Undecidable problems are computational questions or tasks for which no algorithm can exist to provide a definite answer. These problems have been extensively studied in various branches of computer science and mathematics. Here is a list of some well-known undecidable problems:
Halting Problem
Given a program and an input, determine whether the program will eventually halt or run indefinitely.
Post Correspondence Problem (PCP)
Determine whether a given set of dominos can be arranged to form the same string when their top and bottom strings are concatenated.
Rice's Theorem
Decide any non-trivial property of the behavior of a Turing machine. Examples include determining whether a Turing machine accepts any input, or whether it halts on all inputs.
Entscheidungsproblem
Also known as the Decision Problem, it asks whether there exists an algorithm that can decide the truth or falsity of any given mathematical statement.

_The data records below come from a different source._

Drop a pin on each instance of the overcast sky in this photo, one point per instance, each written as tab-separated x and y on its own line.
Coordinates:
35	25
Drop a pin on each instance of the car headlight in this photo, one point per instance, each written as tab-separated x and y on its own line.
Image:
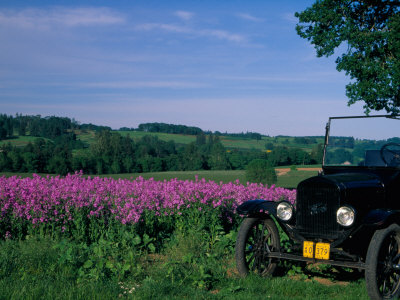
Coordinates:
284	211
345	216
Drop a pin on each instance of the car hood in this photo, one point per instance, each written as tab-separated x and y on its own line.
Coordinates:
355	180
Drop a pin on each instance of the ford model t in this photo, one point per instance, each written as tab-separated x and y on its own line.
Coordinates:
347	216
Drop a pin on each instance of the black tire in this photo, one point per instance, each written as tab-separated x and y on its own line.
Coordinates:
256	237
382	274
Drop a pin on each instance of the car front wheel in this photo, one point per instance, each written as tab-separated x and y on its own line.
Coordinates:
382	274
256	238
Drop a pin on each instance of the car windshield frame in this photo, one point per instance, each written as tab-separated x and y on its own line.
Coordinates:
329	138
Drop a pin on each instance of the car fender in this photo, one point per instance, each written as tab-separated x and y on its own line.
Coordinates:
381	218
257	207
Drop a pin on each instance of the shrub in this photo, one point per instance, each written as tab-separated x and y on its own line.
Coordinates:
259	170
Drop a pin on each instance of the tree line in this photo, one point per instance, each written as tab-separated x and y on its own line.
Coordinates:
47	127
59	151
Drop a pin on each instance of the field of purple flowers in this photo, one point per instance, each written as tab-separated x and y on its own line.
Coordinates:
55	203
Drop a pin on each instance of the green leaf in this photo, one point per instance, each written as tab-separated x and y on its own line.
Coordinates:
88	264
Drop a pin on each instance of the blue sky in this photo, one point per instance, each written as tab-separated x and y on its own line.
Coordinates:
220	65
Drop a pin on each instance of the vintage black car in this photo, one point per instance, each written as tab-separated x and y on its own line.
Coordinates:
347	216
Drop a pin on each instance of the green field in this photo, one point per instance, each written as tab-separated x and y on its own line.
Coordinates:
20	141
288	180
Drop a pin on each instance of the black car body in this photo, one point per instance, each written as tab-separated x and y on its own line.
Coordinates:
347	216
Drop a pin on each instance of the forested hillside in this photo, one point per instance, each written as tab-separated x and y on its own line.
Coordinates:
61	145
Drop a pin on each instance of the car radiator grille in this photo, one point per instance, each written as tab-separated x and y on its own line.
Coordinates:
316	210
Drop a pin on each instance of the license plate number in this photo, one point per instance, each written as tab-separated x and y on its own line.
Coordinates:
321	250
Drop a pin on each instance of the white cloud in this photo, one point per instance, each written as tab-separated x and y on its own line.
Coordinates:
215	33
144	84
184	15
69	17
249	17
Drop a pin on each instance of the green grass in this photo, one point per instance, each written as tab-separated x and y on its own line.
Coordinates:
293	178
177	138
20	141
33	269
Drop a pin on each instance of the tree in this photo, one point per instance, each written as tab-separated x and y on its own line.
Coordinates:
260	170
370	31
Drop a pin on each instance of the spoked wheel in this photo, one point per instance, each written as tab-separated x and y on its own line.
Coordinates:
382	274
256	238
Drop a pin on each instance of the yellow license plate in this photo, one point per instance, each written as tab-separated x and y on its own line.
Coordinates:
321	250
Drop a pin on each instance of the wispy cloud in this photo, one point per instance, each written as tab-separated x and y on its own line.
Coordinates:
215	33
70	17
184	15
143	84
249	17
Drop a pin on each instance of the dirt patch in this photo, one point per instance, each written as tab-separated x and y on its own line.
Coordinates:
328	282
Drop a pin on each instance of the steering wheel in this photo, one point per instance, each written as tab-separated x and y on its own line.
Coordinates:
390	156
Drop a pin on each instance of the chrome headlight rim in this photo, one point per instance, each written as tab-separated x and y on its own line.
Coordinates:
345	215
284	211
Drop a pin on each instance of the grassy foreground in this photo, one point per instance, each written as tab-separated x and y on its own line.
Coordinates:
195	260
34	269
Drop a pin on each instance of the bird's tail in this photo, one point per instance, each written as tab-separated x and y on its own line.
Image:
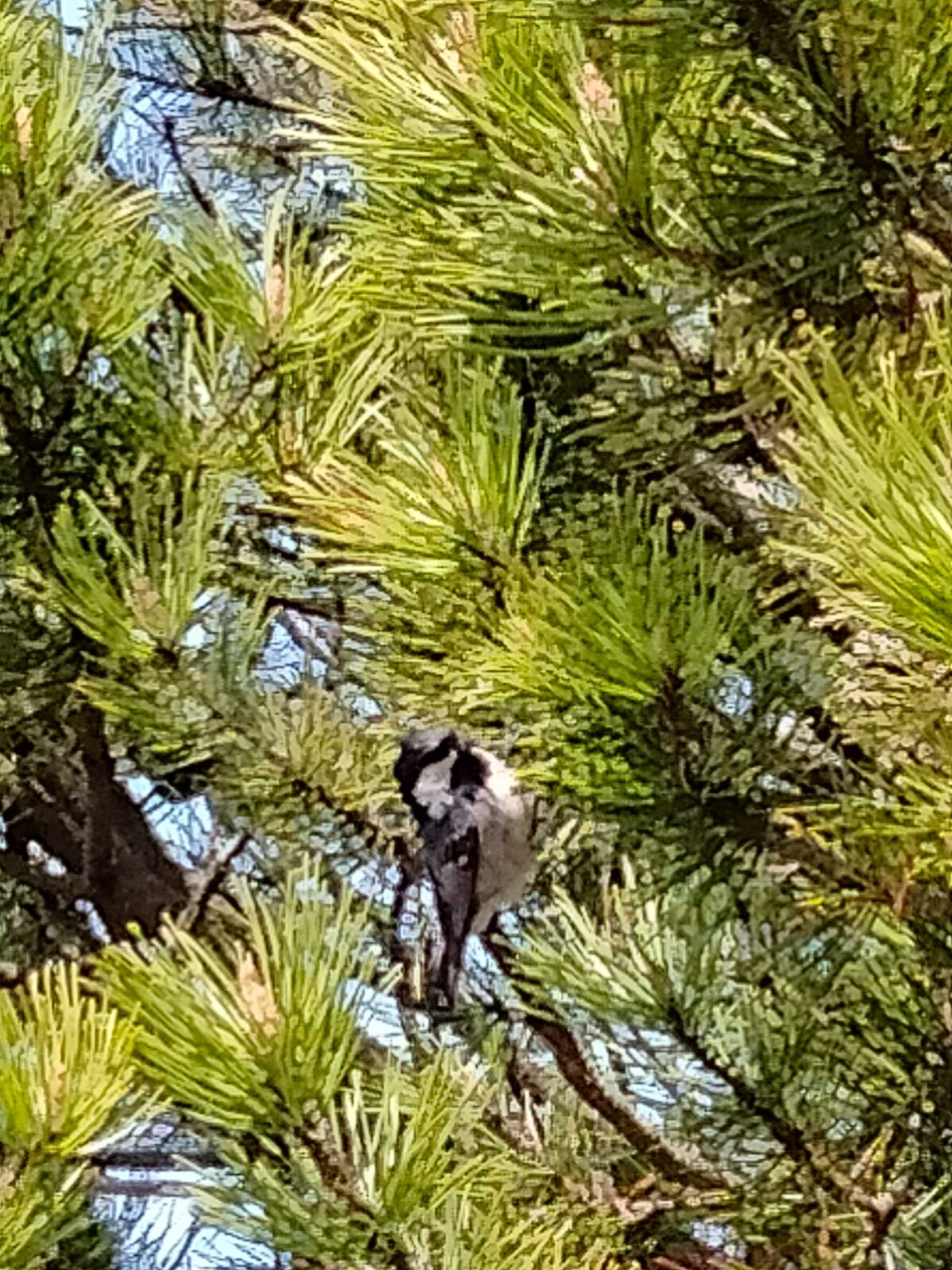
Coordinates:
451	966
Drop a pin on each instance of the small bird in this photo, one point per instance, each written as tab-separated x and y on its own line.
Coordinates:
478	833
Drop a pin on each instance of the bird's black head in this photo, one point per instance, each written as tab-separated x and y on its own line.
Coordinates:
418	751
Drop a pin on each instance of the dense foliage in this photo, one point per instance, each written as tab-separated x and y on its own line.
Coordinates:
571	373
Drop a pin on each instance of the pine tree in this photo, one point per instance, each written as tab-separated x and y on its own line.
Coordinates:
604	419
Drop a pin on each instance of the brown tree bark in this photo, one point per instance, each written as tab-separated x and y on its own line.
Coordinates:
82	817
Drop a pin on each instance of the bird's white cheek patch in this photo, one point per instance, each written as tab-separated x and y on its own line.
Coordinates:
432	789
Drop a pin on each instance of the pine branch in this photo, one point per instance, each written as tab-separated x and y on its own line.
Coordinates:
663	1157
827	1175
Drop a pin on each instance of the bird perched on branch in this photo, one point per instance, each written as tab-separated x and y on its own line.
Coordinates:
478	832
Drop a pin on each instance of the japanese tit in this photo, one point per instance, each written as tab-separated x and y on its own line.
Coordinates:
478	832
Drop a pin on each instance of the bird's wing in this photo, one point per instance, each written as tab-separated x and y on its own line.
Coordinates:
452	850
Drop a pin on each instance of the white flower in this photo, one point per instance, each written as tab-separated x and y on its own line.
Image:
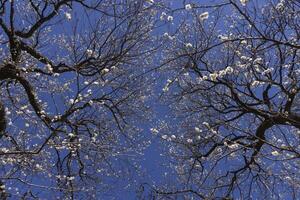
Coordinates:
170	18
163	15
275	153
105	70
154	131
173	137
188	45
229	70
188	6
49	68
189	140
71	101
198	130
89	52
150	1
68	16
280	6
204	16
213	76
166	88
166	34
164	137
206	124
223	37
233	146
243	2
255	83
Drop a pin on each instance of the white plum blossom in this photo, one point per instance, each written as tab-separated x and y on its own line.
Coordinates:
189	140
163	15
275	153
105	70
164	137
188	45
203	16
68	16
173	137
188	6
154	131
89	52
49	68
198	130
150	1
244	2
170	18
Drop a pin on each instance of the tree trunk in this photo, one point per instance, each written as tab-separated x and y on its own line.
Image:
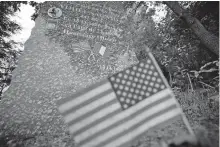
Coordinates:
208	39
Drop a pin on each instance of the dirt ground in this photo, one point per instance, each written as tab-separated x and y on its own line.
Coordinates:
25	128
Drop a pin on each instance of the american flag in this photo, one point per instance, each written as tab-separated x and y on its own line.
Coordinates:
117	111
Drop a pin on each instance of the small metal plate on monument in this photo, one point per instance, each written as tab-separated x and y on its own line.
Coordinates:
54	12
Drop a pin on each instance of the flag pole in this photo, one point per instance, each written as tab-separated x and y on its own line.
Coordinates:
186	122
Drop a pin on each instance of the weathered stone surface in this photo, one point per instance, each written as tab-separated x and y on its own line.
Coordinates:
52	65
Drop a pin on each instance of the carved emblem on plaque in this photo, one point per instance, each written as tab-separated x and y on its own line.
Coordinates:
54	12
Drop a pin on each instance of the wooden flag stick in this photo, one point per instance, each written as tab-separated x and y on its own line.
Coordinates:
165	81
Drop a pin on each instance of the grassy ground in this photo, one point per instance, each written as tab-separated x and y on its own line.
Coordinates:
201	111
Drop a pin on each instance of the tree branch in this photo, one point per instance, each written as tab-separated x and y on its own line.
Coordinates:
208	39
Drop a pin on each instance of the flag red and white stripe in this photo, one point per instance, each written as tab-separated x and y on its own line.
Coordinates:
118	110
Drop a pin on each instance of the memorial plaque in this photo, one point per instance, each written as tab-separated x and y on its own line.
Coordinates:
72	45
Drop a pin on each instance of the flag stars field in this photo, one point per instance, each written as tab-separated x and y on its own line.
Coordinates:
116	111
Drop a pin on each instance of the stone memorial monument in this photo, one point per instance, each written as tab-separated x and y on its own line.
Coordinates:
72	45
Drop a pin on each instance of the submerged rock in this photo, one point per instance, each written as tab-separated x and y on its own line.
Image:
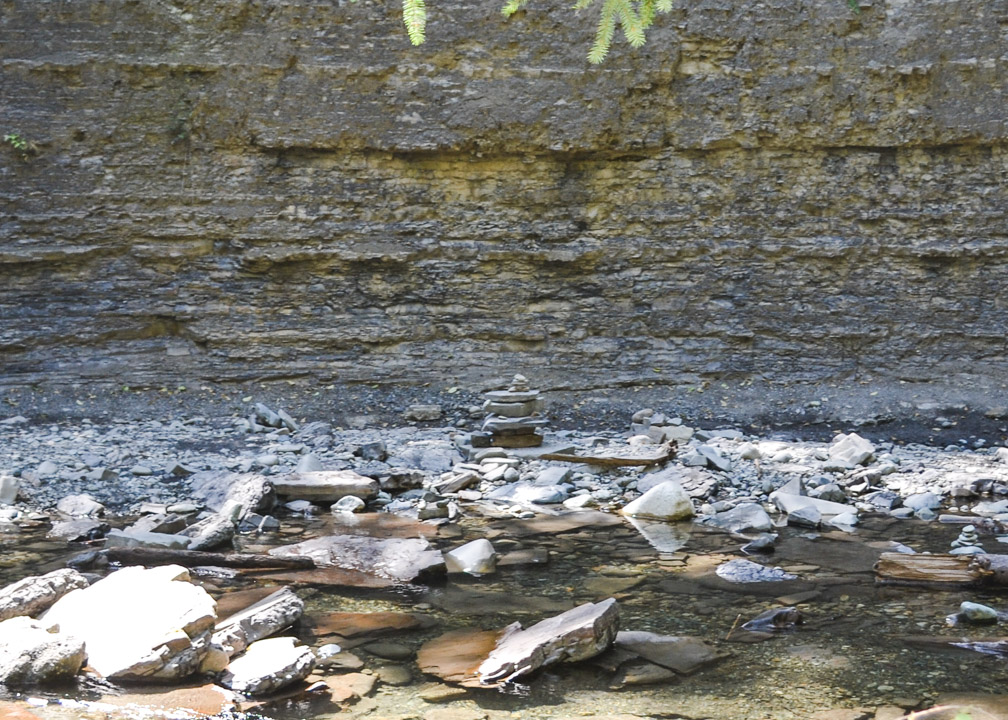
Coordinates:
577	634
680	653
32	654
777	619
746	571
663	536
268	666
476	558
744	517
393	559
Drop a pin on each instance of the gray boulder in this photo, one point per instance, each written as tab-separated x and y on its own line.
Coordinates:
80	506
32	654
32	595
744	517
392	559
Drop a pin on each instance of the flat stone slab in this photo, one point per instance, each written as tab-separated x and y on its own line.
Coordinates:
33	594
746	571
554	524
355	624
457	655
577	634
681	653
266	617
397	559
30	654
326	485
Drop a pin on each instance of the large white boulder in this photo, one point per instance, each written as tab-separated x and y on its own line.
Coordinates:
852	449
476	558
8	489
667	501
139	623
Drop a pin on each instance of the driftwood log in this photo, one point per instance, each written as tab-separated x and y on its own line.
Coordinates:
970	570
191	559
660	455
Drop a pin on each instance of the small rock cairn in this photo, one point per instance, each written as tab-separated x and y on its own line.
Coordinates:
968	542
513	417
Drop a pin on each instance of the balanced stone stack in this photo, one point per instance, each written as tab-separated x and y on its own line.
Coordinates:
513	417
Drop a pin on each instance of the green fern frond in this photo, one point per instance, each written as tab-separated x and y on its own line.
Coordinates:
604	33
414	17
513	6
647	10
630	21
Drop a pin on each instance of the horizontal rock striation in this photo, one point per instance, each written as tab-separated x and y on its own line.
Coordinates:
238	191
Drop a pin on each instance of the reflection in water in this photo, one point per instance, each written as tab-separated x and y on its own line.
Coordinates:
663	536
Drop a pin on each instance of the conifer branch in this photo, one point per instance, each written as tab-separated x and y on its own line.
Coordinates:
604	33
414	17
514	6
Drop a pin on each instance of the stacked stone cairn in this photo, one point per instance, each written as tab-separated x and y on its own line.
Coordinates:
513	417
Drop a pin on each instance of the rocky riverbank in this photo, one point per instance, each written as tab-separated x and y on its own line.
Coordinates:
272	482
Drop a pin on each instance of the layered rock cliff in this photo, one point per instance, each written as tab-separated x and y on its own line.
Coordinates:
234	190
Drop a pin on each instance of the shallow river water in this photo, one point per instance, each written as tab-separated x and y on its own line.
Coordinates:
858	647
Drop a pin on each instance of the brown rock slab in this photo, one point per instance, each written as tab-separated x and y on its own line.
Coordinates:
983	706
331	577
553	524
16	711
842	714
456	655
482	602
454	713
442	693
577	634
353	624
206	699
378	524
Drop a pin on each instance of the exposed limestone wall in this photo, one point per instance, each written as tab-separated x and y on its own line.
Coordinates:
238	190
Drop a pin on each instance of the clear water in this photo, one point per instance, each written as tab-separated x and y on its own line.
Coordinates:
854	650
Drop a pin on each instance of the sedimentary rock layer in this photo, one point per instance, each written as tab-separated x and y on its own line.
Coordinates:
232	190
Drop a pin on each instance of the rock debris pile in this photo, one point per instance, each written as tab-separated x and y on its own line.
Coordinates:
168	502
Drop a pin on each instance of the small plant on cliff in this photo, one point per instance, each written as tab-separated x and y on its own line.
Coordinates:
634	16
23	147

Gödel's Incompleteness Theorems
These theorems, proved by Kurt Gödel, state that in any sufficiently powerful formal system, there will always be true statements that cannot be proven within that system.
Tiling Problem
Determine whether a given set of square tiles can completely tile the plane (without overlapping or leaving gaps) when infinite copies are allowed.
Collatz Conjecture
The Collatz Conjecture poses a simple arithmetic sequence where starting from any positive integer, if it is even, divides it by 2; if it is odd, multiply it by 3 and add 1. The conjecture states that no matter the starting number, the sequence will eventually reach 1. However, proving this conjecture for all numbers is an open problem.
Busy Beaver Problem
Find the most productive Turing machine with a given number of states. Productivity is defined as the maximum number of steps the machine halts after starting from a blank tape.
Post's Correspondence Problem for Regular Languages
Determine whether a given set of pairs of strings from regular languages can be arranged to form identical strings when concatenated.
Wang's Domino Problem
Determine whether a given set of square dominos with colored sides can tile the plane to form a chessboard pattern when infinite copies are allowed.
These are just a few examples of undecidable problems that have captured the attention of researchers for many years. The study of undecidability has had a profound impact on computer science, logic, and mathematics, revealing fundamental limitations in the field of computation.